Invoca como precedente judicial, sentencias de ésta Corporación proferidas en asuntos similares mediante las cuales se revocó la decisión inhibitoria proferida por el Tribunal a quo. Sobre el fondo del asunto considera que el cargo que realmente fue suprimido de la planta de personal fue el de Inspector de Tránsito de Guayabetal y no el de Inspector de Tránsito de Alvarado, que ocupaba la actora con derechos de carrera. CONSIDERACIONES El presente asunto se contrae a establecer la legalidad de la resolución 0026 de 14 de enero de 1999, expedida por la Directora Departamental de Tránsito y Transportes del Tolima, mediante el cual se causó el retiro de la demandante por supresión del cargo de Inspector de Tránsito y Transportes.

1. SOBRE LA DECISIÓN INHIBITORIA. Se aborda en primer lugar, el asunto relacionado con la aptitud de la demanda frente al acto administrativo demandado en acción de nulidad y reestablecimiento del derecho.

Al respecto la Sala reitera que cada proceso de supresión de cargos se debe analizar según sus especificidades propias y que resulta inadecuado definir de manera general, cuáles son los actos que por afectar la situación jurídica del empleado, resultan pasibles de la acción de nulidad y reestablecimiento del derecho.
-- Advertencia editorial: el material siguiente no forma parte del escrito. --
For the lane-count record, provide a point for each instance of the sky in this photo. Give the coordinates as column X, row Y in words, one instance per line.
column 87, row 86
Ello depende de la particularidad propia de cada proceso. En el presente asunto la Junta Directiva de la entidad demandada, mediante el Acuerdo 007 de 1998, redujo a cinco (5) el número de plazas del cargo de Inspector de Tránsito y Transporte 41005 que ocupaba la demandante; y definió una planta global y flexible. Ejerció para ello, la competencia que le corresponde para definir la

planta global de personal y la creación y supresión de cargos en la entidad. Ocurrido lo anterior, la Directora del Instituto Departamental de Tránsito y Transportes del Tolima, quien funge como nominador según se desprende del contenido del literal “d” del artículo 2º del acuerdo de Junta Directiva 007 de 1998 (folio 18), ejerció una competencia distinta para un asunto diferente: nombrar y remover a los servidores públicos de la entidad. En ejercicio de tal competencia, definió en el acto demandado el retiro del servicio de la actora por preferencia de otro funcionario para ocupar el cargo. La demanda acusa la legalidad del acto expedido por el nominador de la entidad, en cuanto éste pudo ejercer la facultad discrecional para incorporar empleados en la nueva planta, con infracción de normas de carrera administrativa que en su concepto asignaban derecho preferente a la actora. No acusó la legalidad del acto general expedido por la Junta Directiva, mediante el cual se definió la planta de cargos y los manuales de funciones y requisitos. No encuentra entonces la Sala la unidad decisoria entre la Junta Directiva de la entidad y el nominador, que hiciera necesaria la integración del acto general y el particular para proferir una decisión de fondo. En el presente asunto se trata del ejercicio de dos competencias distintas ejercidas en asuntos sustancialmente diferentes. Por ello se revocará la decisión inhibitoria del Tribunal del Tolima y se estudiará el fondo del asunto sometido a debate.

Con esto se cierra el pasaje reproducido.